Do we still need RHEL in 2023?


When I first started working with Linux, RHEL (and its clone, CentOS) was the 800-pound gorilla in the room. It was a synonym for “serious,” while Linux and all other distributions were considered to be playthings. It was being utilized by everyone in the production process. CentOS was typically used by smaller companies because RHEL was out of their price range.
After that, cloud computing emerged, and I found myself paying less attention to developments in the infrastructure field… Now that I’m back to it again, it seems that quite a few things have been altered.

Reading through various online discussion boards has given me the following impressions:

It would appear that Ubuntu and Debian have taken the initiative in the modern world, particularly in the realm of web development and cloud computing (where CentOS previously reigned). – New projects in technology companies favoring either Ubuntu or Debian as their operating system of choice Many people no longer have faith in Red Hat as a result of the company’s decision to discontinue support for CentOS (yes, I am aware of Stream), the migration of many businesses to Ubuntu or Debian rather than Rocky or Alma, and other factors. – RHEL is the operating system of choice for large companies that are not in the technology sector (like banks, finance, healthcare, etc) – CentOS is the preferred operating system in the scientific community. – RHEL, Alma, and Rocky are the preferred operating systems when used on expensive hardware or when needed for specialized proprietary applications. – RHEL is the preferred operating system for businesses that require a corporate support contract. – Debian and Ubuntu are selected for virtual machine creation in the cloud at a higher frequency than RHEL and its various offshoots. – RHEL being the preferred operating system in regulated industries (such as healthcare and finance) – Ubuntu having more users than Debian

According to what I’ve been reading, it seems like we’re making the transition from an era in which RHEL/CentOS was ubiquitous, utilized for all workloads, and the default (especially CentOS), to one in which this function is now performed by Ubuntu or Debian; RHEL and its derivatives being relegated to specific requirements in specific industries. I say this because it seems like we’re making the transition from an era in which RHEL/CentOS was ubiquitous, utilized for Debian or Ubuntu should be used as the default, with RHEL, Alma, Rocky, or CentOS Stream used only in exceptional circumstances. Similar to the commercial Unices that were available a decade ago: we used to run CentOS as the default operating system, and we would only switch to Solaris or AIX in exceptional circumstances where it was required. Has Ubuntu surpassed CentOS to become the operating system of choice for the majority of use cases?

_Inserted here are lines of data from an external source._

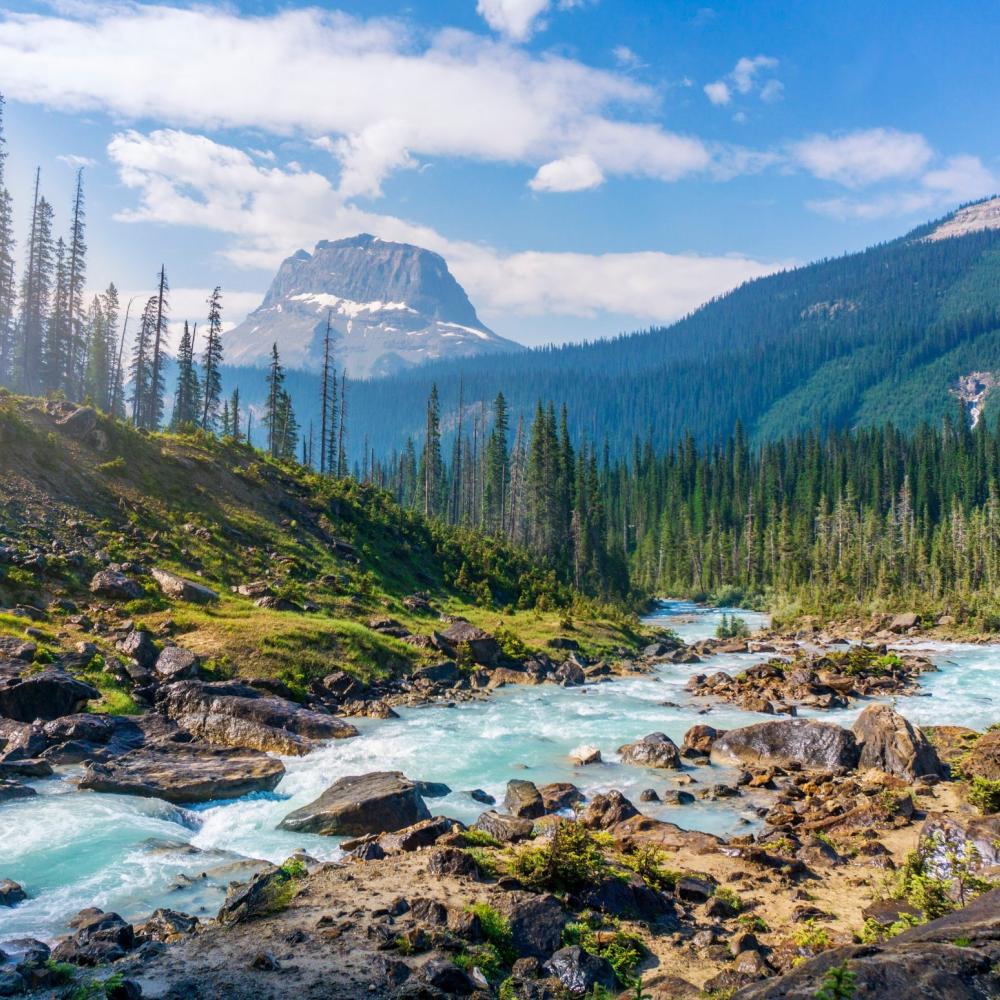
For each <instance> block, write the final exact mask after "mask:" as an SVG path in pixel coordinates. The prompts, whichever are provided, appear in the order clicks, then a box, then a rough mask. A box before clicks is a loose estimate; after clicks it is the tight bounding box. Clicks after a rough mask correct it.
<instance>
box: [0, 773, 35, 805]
mask: <svg viewBox="0 0 1000 1000" xmlns="http://www.w3.org/2000/svg"><path fill="white" fill-rule="evenodd" d="M37 794H38V793H37V792H36V791H35V790H34V789H33V788H29V787H28V786H27V785H22V784H21V783H20V782H17V781H13V780H11V779H10V778H4V777H0V805H2V804H3V803H4V802H13V801H14V800H15V799H30V798H31V797H32V796H33V795H37Z"/></svg>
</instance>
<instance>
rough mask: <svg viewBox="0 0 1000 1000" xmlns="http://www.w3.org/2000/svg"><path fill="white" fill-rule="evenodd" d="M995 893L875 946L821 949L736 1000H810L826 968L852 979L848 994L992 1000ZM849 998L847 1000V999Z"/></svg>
mask: <svg viewBox="0 0 1000 1000" xmlns="http://www.w3.org/2000/svg"><path fill="white" fill-rule="evenodd" d="M998 957H1000V889H994V890H993V891H992V892H988V893H986V894H985V895H983V896H980V897H979V898H978V899H975V900H973V901H972V902H971V903H970V904H969V905H968V906H967V907H965V909H964V910H957V911H956V912H955V913H950V914H948V915H947V916H945V917H941V918H940V919H939V920H933V921H931V922H930V923H928V924H925V925H923V926H922V927H914V928H913V929H912V930H909V931H906V932H905V933H903V934H900V935H899V936H898V937H894V938H891V939H890V940H889V941H886V942H884V943H883V944H879V945H858V946H851V947H847V948H836V949H833V950H831V951H825V952H823V953H822V954H821V955H819V956H818V957H816V958H813V959H809V960H807V961H804V962H802V963H801V964H800V965H798V966H796V967H795V968H794V969H793V970H792V971H791V972H789V973H787V974H786V975H784V976H779V977H777V978H775V979H770V980H766V981H764V982H760V983H753V984H751V985H749V986H745V987H744V988H743V989H741V990H738V991H737V993H736V994H735V996H734V997H733V1000H814V998H815V997H818V996H820V995H822V994H821V992H820V991H821V990H822V988H823V985H824V980H825V979H826V978H827V974H828V972H829V970H830V969H832V968H834V967H835V966H845V965H846V967H847V969H848V970H849V971H850V972H851V973H852V974H853V976H854V988H853V991H852V992H851V993H850V995H851V996H854V997H857V998H859V1000H860V998H862V997H872V998H876V997H879V998H881V997H885V998H889V997H899V998H900V1000H909V998H913V1000H917V998H919V1000H958V998H962V1000H992V998H994V997H996V996H997V995H1000V966H998V965H997V959H998ZM844 995H848V994H844Z"/></svg>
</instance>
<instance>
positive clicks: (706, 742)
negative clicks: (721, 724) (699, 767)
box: [681, 725, 726, 757]
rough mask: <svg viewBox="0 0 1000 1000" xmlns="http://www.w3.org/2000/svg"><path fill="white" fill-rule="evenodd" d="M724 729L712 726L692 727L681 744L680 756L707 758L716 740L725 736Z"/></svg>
mask: <svg viewBox="0 0 1000 1000" xmlns="http://www.w3.org/2000/svg"><path fill="white" fill-rule="evenodd" d="M725 735H726V731H725V730H724V729H715V728H714V727H712V726H702V725H697V726H692V727H691V728H690V729H689V730H688V731H687V732H686V733H685V734H684V739H683V741H682V742H681V755H682V756H684V757H707V756H708V755H709V754H710V753H711V752H712V746H713V744H714V743H715V741H716V740H717V739H719V738H720V737H721V736H725Z"/></svg>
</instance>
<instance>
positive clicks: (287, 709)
mask: <svg viewBox="0 0 1000 1000" xmlns="http://www.w3.org/2000/svg"><path fill="white" fill-rule="evenodd" d="M164 652H166V650H164ZM159 704H160V708H161V710H162V711H163V712H164V713H165V714H166V715H167V716H168V717H169V718H171V719H173V720H174V721H175V722H176V723H177V724H178V725H179V726H180V727H181V728H182V729H186V730H187V731H188V732H189V733H193V734H194V735H195V736H197V737H198V738H199V739H202V740H205V741H206V742H208V743H214V744H215V745H217V746H226V747H252V748H254V749H256V750H268V751H273V752H275V753H281V754H291V755H296V756H301V755H303V754H306V753H308V752H309V751H310V750H313V749H315V747H316V744H317V742H318V741H323V740H333V739H344V738H345V737H350V736H357V735H358V731H357V729H356V728H355V727H354V726H352V725H351V724H350V723H349V722H345V721H344V720H343V719H340V718H338V717H337V716H335V715H329V714H327V713H325V712H315V711H312V710H310V709H307V708H303V707H302V706H301V705H299V704H297V703H296V702H294V701H290V700H288V699H287V698H280V697H278V696H276V695H266V694H261V692H260V691H258V690H257V689H256V688H252V687H250V686H249V685H247V684H242V683H240V682H239V681H218V682H213V683H206V682H203V681H183V682H179V683H177V684H171V685H169V687H167V688H165V689H164V691H163V692H162V693H161V697H160V703H159Z"/></svg>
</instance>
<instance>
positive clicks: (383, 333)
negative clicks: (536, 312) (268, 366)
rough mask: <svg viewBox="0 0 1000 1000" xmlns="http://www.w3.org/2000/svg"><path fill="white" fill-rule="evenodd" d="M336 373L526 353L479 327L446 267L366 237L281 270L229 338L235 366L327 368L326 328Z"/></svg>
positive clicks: (366, 373) (330, 244) (491, 332)
mask: <svg viewBox="0 0 1000 1000" xmlns="http://www.w3.org/2000/svg"><path fill="white" fill-rule="evenodd" d="M328 317H329V320H330V327H331V347H332V352H333V356H334V361H335V363H336V365H337V366H338V367H341V368H343V367H346V368H347V370H348V372H350V373H351V374H352V375H354V376H357V377H365V376H371V375H388V374H392V373H394V372H398V371H401V370H404V369H406V368H408V367H410V366H412V365H415V364H420V363H422V362H426V361H430V360H435V359H438V358H464V357H469V356H472V355H479V354H495V353H497V352H501V351H517V350H522V349H523V348H521V346H520V345H519V344H515V343H514V342H513V341H510V340H505V339H504V338H503V337H499V336H497V335H496V334H495V333H494V332H493V331H492V330H490V329H489V328H488V327H487V326H485V325H484V324H483V323H481V322H480V320H479V317H478V316H477V315H476V310H475V308H474V307H473V305H472V303H471V302H470V301H469V298H468V296H467V295H466V294H465V291H464V290H463V288H462V286H461V285H459V283H458V282H457V281H456V280H455V279H454V277H453V276H452V274H451V272H450V271H449V270H448V265H447V264H446V263H445V261H444V258H442V257H441V256H439V255H438V254H436V253H432V252H431V251H429V250H424V249H422V248H420V247H415V246H411V245H409V244H406V243H391V242H388V241H386V240H382V239H379V238H378V237H376V236H370V235H368V234H367V233H362V234H360V235H358V236H354V237H351V238H349V239H343V240H334V241H329V240H321V241H320V242H319V243H317V244H316V248H315V249H314V250H313V252H312V253H311V254H310V253H307V252H306V251H305V250H299V251H298V252H297V253H295V254H293V255H292V256H291V257H288V258H287V259H286V260H285V261H284V262H283V263H282V265H281V267H280V268H279V269H278V273H277V275H276V276H275V278H274V281H273V282H272V284H271V287H270V289H269V290H268V292H267V295H266V296H265V297H264V301H263V303H262V304H261V305H260V306H259V307H258V308H257V309H255V310H254V311H253V312H252V313H250V315H249V316H248V317H247V318H246V319H245V320H244V321H243V322H242V323H241V324H240V325H239V326H237V327H236V328H235V329H233V330H232V331H231V332H230V333H229V334H227V336H226V349H227V356H228V360H229V361H230V363H233V364H257V365H263V364H266V363H267V361H268V359H269V357H270V354H271V345H272V344H273V343H277V345H278V350H279V352H280V354H281V358H282V362H283V363H284V364H285V365H286V366H287V367H290V368H301V369H306V370H313V371H318V370H320V369H321V368H322V365H323V345H324V338H325V334H326V326H327V318H328Z"/></svg>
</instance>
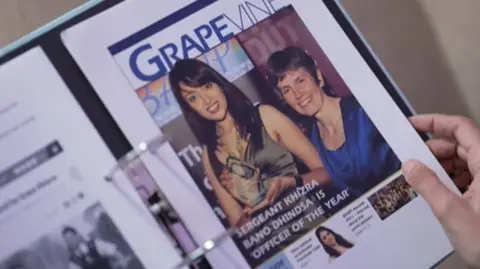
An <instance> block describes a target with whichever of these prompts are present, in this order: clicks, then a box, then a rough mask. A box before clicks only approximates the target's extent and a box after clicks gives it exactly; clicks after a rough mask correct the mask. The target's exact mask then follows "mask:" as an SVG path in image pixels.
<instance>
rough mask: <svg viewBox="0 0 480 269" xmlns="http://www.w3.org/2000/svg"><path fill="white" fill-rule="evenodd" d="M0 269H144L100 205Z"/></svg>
mask: <svg viewBox="0 0 480 269" xmlns="http://www.w3.org/2000/svg"><path fill="white" fill-rule="evenodd" d="M0 269H144V266H143V265H142V264H141V263H140V261H139V259H138V258H137V257H136V256H135V254H134V253H133V251H132V249H131V248H130V246H129V245H128V243H127V242H126V241H125V239H124V238H123V236H122V234H121V233H120V231H119V230H118V228H117V227H116V226H115V224H114V223H113V221H112V219H111V218H110V217H109V216H108V214H107V213H106V212H105V210H104V209H103V207H102V206H101V204H100V203H96V204H93V205H92V206H90V207H88V208H87V209H85V210H84V211H83V213H82V214H81V215H79V216H77V217H76V218H74V219H71V220H69V221H68V222H66V223H64V224H63V225H61V226H59V227H58V228H56V229H54V230H52V231H50V233H48V234H45V235H43V236H42V237H40V238H39V239H37V240H35V241H34V242H32V243H31V244H30V245H28V246H26V247H25V248H23V249H19V250H17V251H16V252H15V253H14V254H12V255H10V256H9V257H5V258H3V259H2V261H1V262H0Z"/></svg>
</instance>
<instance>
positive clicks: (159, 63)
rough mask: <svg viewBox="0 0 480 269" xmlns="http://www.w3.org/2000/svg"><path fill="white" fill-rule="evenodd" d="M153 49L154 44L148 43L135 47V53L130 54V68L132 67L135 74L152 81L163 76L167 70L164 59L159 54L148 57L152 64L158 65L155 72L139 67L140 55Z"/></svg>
mask: <svg viewBox="0 0 480 269" xmlns="http://www.w3.org/2000/svg"><path fill="white" fill-rule="evenodd" d="M151 49H152V45H150V44H146V45H143V46H140V47H138V48H137V49H135V50H134V51H133V53H132V54H131V55H130V59H129V65H130V69H132V72H133V74H134V75H135V76H136V77H137V78H139V79H141V80H145V81H152V80H155V79H158V78H160V77H162V76H163V75H164V74H165V73H166V72H167V70H166V68H165V65H164V64H163V62H162V59H160V57H158V56H154V57H152V58H150V59H148V63H149V64H150V65H154V66H156V69H157V71H156V72H155V73H153V74H146V73H144V72H142V71H141V70H140V68H139V67H138V58H139V57H140V55H142V53H143V52H145V51H149V50H151Z"/></svg>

Are these perspectives accurate? What have you found to be the circumstances? What kinds of things have you come across that are related to this topic?

Personally, I am a big fan of the products that Red Hat has to offer; RHEL and Fedora are my distributions of choice. It would be unfortunate if they were to lose some of their market share.

Many of the individuals who are now managing cloud fleets got their start by learning how to use an Ubuntu distribution. It really shouldn’t come as a surprise that they favor Debian or Ubuntu on the cloud. The same dynamics were at play for Red Hat in the late 1990s and early 2000s, when the distribution was the de facto standard for desktop use among early Linux adopters. When people of that generation started working, they brought their fondness for Red Hat and CentOS with them to the workplace with them. On the other hand, RedHAT made a mistake when they downplayed their support for desktop use. Between the years 2008 and 2015, the Fedora desktop was, for the most part, inaccessible to novice users during this time period. These people made the switch to Ubuntu because it was much more user-friendly for novices. And because they’ve spent their entire lives with it, they even prefer it when it’s served to them. And it goes without saying that Red Hat did not help its own cause by shifting to the CentOS stream.
Ubuntu is the desktop operating system of choice at my own business, while the servers run a combination of Debian and AlmaLinux. However, the majority of people in this generation favor Debian. As a result, we are gradually transitioning to Debian and Ubuntu as new projects are released.